BANDUNG-Penanggulangan stunting tidak bisa mengandalkan pada satu pihak atau satu disiplin ilmu. Hal ini bisa dimengerti mengingat tingginya prevalensi dan kompleksnya masalah yang dihadapi. Pendekatan multisiplin ini menjadi sangat penting jika pemerintah menginginkan penurunan secara radikal, dari 27,6 persen pada 2019 lalu menjadi hanya 14 persen pada 2024 mendatang. Hal itu terungkap dalam webinar seri perdana yang dihelat Perwakilan Badan Kependudukan dan Keluarga Berencana Nasional (BKKBN) Jawa Barat, Senin (5/7).
Webinar menghadirkan tiga guru besar anggota Asosiasi Profesor Indonesia (API) dari tiga kampus utama Jawa Barat: Meutia Hatta Swasono dari Universitas Indonesia (UI), Hardinsyah dari IPB University, dan Hendriati Agustiani dari Universitas Padjadjaran (Unpad). Tiga guru besar tersebut menjadi bagian dari 100 profesor yang dimintai sarannya oleh BKKBN dalam upaya percepatan penurunan stunting di Indonesia.
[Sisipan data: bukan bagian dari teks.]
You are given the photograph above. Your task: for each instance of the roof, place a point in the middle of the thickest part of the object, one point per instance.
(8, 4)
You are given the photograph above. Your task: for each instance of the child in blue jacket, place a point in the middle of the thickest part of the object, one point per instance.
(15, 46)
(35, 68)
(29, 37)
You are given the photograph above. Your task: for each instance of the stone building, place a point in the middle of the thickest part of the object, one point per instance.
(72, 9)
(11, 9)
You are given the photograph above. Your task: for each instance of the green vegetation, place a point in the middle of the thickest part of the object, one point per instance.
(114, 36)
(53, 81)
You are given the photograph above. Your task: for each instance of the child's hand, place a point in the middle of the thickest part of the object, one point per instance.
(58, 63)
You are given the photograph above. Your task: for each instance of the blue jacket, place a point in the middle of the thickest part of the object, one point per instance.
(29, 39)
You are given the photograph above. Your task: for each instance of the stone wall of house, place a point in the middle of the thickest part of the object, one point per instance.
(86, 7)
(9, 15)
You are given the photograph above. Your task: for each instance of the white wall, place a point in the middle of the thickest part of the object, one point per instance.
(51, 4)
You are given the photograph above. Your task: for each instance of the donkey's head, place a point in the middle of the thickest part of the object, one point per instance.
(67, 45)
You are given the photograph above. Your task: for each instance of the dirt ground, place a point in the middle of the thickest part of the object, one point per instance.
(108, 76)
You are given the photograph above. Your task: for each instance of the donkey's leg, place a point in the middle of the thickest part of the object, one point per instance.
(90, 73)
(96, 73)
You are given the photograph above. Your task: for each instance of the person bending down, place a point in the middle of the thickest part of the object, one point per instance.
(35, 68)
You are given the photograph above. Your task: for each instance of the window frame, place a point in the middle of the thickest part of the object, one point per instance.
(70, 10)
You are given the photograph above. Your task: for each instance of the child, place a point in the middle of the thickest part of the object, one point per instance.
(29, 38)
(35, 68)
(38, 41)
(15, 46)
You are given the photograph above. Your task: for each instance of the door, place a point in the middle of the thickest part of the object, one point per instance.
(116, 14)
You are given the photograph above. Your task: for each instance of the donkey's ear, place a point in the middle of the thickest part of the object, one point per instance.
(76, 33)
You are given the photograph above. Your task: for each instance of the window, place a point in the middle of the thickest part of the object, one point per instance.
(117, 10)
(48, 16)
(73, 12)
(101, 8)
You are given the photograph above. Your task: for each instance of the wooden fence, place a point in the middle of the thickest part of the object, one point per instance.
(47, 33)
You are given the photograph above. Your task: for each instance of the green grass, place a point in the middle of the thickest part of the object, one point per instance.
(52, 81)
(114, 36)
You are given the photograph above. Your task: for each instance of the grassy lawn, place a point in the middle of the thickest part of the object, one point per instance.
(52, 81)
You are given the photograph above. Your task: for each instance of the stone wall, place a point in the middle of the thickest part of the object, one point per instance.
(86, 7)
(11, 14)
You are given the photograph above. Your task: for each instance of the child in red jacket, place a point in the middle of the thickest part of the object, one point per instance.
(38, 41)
Selain tiga profesor, webinar terlebih dahulu menghadirkan berturut-turut Kepala BKKBN Hasto Wardoyo, Wakil Gubernur Jawa Barat Uu Ruzhanul Ulum, Deputi Kepala BKKBN Bidang Pelatihan dan Pengembangan Rizal Damanik, dan Ketua Tim Penggerak Pemberdayaan dan Kesejahteraan keluarga (PKK) Jawa Barat Atalia Praratya Ridwan Kamil. Webinar dipandu Ketua Koalisi Kependudukan Indonesia (KKI) Jawa Barat Ferry Hadiyanto. “Di sinilah kerja sama antara pihak peneliti di bidang kedokteran atau kesehatan dengan bidang antropologi dapat bekerjasama. Dalam perencanaan dan pelaksanaan program gizi untuk mencegah stunting misalnya. Ilmuwan kesehatan dapat menyampaikan komunikasi kesehatan yang mudah dipahami kader dan masyarakat melalui bekerjasama dengan ilmuwan komunikasi yang mengetahui infografis yang tepat dan efektif,” ungkap Meutia Hatta.
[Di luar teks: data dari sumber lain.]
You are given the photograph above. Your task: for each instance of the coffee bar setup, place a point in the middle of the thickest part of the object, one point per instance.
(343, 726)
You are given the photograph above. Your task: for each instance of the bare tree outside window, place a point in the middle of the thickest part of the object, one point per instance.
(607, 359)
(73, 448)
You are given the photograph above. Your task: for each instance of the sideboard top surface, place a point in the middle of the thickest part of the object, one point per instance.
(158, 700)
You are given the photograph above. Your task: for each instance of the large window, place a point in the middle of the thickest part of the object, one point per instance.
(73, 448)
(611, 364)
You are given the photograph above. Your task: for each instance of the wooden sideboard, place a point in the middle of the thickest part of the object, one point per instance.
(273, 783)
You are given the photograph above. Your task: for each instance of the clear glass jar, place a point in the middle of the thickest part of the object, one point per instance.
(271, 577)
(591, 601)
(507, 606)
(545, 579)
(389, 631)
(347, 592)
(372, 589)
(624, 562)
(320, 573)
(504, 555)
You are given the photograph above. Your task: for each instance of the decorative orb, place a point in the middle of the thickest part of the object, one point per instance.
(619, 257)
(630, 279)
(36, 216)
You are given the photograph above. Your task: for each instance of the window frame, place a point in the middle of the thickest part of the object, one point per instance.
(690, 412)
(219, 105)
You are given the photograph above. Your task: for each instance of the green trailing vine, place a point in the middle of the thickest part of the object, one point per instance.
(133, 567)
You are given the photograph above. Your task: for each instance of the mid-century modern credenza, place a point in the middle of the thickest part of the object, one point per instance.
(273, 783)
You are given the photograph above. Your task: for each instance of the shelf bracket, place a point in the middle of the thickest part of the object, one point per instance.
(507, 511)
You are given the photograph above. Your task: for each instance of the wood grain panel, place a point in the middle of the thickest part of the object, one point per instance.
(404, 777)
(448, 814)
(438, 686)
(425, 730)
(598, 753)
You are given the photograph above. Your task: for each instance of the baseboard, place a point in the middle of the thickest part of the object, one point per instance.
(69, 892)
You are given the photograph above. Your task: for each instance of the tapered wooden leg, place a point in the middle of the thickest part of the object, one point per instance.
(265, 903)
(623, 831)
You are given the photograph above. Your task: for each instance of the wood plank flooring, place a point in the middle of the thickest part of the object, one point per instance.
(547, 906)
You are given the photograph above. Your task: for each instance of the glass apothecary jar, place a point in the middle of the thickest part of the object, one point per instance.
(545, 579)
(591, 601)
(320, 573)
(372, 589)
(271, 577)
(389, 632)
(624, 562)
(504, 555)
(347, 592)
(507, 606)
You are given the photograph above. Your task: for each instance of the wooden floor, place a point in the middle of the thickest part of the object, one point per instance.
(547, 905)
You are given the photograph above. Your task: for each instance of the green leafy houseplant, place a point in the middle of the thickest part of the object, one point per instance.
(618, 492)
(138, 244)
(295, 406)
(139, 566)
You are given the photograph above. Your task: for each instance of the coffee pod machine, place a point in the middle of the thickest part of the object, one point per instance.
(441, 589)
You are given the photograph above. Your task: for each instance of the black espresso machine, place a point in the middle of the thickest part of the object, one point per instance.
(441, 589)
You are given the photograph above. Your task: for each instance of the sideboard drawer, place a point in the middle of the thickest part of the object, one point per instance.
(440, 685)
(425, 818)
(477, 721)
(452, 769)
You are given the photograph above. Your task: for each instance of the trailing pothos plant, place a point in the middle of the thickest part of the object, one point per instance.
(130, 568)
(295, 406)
Baca Juga:Mitos atau Fakta? Telur Menyebabkan JerawatCara Mudah Belajar Bahasa Korea Untuk Pemula
“Kemudian, ilmuwan antropologi dapat memberi masukan mengenai aspek sosial-budaya masyarakat yang memungkinkan warga masyarakat menerima dengan baik pesan-pesan komunikasi kesehatan yang direncanakan. Sementara itu, dari ilmuwan psikologi diperlukan pemahaman mengenai tipe kepribadian masyarakat yang perlu diberi program pemenuhan gizi,” tambah guru besar Departemen Antrologi Fakultas Ilmu Sosial dan Ilmu Politik (FISIP) UI tersebut.
Secara khusus, sambung Meutia, dalam kerjasama penelitian antardisiplin terkait bidang antropologi dan bidang psikologi, ilmuwan psikologi dapat menjembatani peranan mertua dan peranan ibu dalam memutuskan pemberian makanan terbaik untuk bayi dalam periode 1.000 hari pertama kelahiran. Juga bersama-sama menemukan cara-cara mengurangi potensi konflik mental antara pihak yang berkuasa dan yang lemah (tertekan) dalam hubungan antarwarga dan rumah tangga penerima program.